The year 2020 has seen phenomenal progress in our work to end the use of fur. Nations moved to announce an end to fur production and/or sales, citing the “immoral” nature of this trade that results in the suffering and death of millions of animals each year for nothing more than a coat or trim on a purse. More retailers moved to end fur sales this year as well, building upon our successes on this front in previous years.

The coronavirus pandemic added more urgency to ending the trade, after mink in 10 nations tested positive for the virus. The Netherlands and Denmark even recorded transmissions of the virus from mink to humans. In Denmark, concerns that a mutation in the virus that had infected the mink could possibly interfere with the effectiveness of a vaccine for humans led to mass culls of the animals.

Meanwhile, the demand for fur continued to drop globally as consumers continued to turn to alternatives, making it clearer than ever that fur is not fashionable.

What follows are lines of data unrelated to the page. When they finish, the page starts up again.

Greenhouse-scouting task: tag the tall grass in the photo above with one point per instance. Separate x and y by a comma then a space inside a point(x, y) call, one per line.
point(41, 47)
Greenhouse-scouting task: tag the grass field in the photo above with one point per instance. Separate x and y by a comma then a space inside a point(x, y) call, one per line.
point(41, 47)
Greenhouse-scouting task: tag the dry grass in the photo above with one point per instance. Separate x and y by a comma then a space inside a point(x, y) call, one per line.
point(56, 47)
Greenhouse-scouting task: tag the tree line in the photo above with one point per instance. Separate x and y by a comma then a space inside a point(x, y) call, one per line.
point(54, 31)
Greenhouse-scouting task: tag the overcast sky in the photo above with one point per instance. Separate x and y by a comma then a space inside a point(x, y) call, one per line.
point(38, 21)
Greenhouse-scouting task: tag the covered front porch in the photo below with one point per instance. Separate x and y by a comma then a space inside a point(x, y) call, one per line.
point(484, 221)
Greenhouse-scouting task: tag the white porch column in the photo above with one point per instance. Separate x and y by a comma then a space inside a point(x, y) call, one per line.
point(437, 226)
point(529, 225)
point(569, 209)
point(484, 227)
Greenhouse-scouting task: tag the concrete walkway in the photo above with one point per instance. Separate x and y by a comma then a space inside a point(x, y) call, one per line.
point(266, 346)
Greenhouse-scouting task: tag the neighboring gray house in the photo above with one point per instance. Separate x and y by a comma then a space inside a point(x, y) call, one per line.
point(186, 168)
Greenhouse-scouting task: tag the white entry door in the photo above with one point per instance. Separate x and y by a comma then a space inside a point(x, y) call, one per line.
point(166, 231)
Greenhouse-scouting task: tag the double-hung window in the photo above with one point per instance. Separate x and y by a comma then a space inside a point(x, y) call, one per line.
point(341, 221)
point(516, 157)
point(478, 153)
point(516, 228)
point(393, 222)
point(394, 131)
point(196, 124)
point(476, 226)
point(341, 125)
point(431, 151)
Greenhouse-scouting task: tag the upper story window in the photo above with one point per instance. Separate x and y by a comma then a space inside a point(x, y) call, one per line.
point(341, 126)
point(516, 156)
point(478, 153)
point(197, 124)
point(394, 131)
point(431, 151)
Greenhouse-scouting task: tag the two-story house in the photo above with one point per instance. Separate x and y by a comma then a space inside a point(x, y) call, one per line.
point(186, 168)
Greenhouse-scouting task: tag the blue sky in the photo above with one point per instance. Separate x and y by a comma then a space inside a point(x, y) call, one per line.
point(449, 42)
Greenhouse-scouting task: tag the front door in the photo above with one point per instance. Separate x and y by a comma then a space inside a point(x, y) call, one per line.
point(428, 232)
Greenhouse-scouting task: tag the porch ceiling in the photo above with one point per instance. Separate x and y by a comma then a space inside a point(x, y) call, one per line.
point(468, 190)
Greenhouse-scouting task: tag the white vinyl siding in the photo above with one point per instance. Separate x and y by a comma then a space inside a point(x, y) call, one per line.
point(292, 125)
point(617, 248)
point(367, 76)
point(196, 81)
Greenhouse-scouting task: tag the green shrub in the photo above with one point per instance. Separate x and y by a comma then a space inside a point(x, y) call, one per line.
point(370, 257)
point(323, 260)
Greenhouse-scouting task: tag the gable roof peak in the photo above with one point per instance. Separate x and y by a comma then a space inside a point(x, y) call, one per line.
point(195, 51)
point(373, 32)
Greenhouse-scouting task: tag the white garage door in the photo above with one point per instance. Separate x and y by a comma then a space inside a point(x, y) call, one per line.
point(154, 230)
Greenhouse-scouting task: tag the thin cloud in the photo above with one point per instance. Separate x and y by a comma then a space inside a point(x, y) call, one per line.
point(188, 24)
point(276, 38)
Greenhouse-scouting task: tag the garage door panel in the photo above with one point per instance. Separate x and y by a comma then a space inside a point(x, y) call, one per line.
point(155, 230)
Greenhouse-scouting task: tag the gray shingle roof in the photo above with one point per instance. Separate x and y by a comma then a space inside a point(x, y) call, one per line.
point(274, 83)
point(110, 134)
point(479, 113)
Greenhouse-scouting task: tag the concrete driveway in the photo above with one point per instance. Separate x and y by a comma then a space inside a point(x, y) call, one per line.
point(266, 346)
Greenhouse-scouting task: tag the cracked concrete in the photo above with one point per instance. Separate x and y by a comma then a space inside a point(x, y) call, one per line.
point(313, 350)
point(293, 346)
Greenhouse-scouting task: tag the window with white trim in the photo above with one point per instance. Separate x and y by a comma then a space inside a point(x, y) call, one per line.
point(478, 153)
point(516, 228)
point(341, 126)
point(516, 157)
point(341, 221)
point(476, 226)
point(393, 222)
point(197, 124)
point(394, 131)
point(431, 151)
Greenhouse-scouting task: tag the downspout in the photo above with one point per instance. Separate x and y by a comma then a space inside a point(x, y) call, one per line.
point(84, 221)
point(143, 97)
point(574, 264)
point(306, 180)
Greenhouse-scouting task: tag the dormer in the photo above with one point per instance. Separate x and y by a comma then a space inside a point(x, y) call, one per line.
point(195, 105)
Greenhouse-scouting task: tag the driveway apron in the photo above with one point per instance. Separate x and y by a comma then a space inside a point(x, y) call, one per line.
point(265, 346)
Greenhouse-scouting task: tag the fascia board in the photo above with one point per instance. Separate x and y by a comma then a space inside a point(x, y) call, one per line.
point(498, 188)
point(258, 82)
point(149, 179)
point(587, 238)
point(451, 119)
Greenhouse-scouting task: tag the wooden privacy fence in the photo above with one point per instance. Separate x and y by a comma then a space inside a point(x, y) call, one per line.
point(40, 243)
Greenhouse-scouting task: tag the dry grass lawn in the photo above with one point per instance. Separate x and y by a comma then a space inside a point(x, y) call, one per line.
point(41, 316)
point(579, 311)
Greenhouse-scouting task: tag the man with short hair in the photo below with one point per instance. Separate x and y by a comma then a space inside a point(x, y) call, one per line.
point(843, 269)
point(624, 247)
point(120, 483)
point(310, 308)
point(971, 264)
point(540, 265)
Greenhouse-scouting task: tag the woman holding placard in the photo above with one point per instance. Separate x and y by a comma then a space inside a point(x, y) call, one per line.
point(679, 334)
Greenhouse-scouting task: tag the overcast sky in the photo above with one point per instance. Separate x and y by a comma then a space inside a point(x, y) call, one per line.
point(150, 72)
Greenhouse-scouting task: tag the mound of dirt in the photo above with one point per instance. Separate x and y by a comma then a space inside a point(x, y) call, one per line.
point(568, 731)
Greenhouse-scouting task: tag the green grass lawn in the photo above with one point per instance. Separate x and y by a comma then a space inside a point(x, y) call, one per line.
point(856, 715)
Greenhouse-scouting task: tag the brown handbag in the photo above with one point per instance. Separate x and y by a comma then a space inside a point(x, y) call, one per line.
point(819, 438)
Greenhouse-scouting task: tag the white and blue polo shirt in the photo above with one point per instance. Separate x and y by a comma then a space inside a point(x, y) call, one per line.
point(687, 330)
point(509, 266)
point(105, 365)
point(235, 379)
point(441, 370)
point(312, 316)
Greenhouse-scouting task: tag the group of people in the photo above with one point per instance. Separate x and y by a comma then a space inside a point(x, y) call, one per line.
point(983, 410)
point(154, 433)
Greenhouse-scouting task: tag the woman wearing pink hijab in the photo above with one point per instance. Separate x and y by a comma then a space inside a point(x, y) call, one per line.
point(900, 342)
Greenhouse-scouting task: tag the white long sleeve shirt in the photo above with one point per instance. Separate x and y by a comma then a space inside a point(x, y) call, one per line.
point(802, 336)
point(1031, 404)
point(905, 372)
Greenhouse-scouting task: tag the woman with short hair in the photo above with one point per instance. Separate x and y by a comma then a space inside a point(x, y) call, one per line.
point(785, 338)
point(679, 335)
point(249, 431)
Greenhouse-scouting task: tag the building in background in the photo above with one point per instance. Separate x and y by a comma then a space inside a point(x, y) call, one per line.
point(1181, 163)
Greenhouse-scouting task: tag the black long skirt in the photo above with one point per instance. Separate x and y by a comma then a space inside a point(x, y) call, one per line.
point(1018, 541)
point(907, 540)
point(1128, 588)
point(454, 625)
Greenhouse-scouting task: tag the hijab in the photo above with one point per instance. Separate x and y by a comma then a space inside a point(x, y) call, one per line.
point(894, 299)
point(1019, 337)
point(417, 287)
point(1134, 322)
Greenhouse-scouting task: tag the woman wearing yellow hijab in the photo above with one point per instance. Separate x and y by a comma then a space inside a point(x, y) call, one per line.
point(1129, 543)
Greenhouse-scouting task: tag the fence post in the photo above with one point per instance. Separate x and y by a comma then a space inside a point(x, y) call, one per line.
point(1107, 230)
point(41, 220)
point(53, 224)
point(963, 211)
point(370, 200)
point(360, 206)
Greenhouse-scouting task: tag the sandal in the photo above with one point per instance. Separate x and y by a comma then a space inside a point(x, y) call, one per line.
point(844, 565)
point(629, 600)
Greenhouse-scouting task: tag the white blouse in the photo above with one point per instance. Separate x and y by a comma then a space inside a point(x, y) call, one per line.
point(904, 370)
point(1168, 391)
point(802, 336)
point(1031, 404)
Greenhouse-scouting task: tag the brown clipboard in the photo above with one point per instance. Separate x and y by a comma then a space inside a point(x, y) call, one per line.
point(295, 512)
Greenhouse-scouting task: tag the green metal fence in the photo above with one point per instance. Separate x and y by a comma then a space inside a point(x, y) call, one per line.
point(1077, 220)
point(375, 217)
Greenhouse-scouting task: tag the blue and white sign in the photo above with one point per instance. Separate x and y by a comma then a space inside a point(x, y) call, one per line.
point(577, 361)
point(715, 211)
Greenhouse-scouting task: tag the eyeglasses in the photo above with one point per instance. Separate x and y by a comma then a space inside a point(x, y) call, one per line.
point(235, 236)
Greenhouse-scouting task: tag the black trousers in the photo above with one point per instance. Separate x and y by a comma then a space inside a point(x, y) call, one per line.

Following are some of the most notable successes of 2020 in the battle against fur:

  • Nordstrom, one of the largest luxury fashion retailers, announced it will stop selling products made with fur and exotic animal skins at all of its U.S. locations by the end of next year.
  • Wellesley, Massachusetts, became the first city outside California to ban fur sales in the United States.
  • A federal court judge threw out a challenge by the International Fur Federation to San Francisco’s ban on the sale of fur
  • In the United States, the fur trade went into free fall, with the mink industry recording its worst year on record. The number of mink bred and killed for their fur in China, Finland and Canada has also declined in recent years
  • In November, the world’s largest fur auction house, Kopenhagen Fur, which acts as a broker for fur pelts produced around the world, said it will close its doors for good within the next three years, following steep drops in pelt prices and stockpiles left unsold at fur auctions.
  • Israel stated its intention to ban the sale of fur. If successful, this would be the first nation to end the buying and selling of this commodity. Israel’s environmental protection minister Gila Gamliel, while making the announcement, said, “utilizing the skin and fur of wildlife for the fashion industry is immoral.”
  • France announced an end to mink fur farming, with the last four farms having to close no later than 2025.
  • The Netherlands, where mink first tested positive for coronavirus, moved up its deadline to end mink fur farming from 2024 to the end of this year. As of today, all cages stand empty.
  • Humane Society International released an undercover investigation of Asian fur farms in partnership with the Daily Mirror newspaper, which supports a fur free Britain.
  • HSI worked with the former head of the British fur trade to support a fur-free Britain. A poll commissioned by HSI showed 93% of the British population rejects wearing real animal fur, and a majority (72%) supports a complete ban on the sale of fur in the United Kingdom.

Earlier this year, the Humane Society family of organizations released a policy plan to avoid another pandemic; we are calling on apparel companies, governments and other entities to eliminate both the fur farm industry and the demand for fur. Animals like foxes, raccoon dogs and mink who are bred and killed for fur are common transmitters of zoonotic diseases and the sooner we end this industry the safer we will all be.

Fur is also a completely unnecessary product and with so many plush and fashionable manmade alternatives now easily available, there is absolutely no need to subject animals to such immense suffering in the name of fashion. In 2021, our work to end the cruelty of fur will continue full-steam and we will not rest until this industry has been wiped out for good.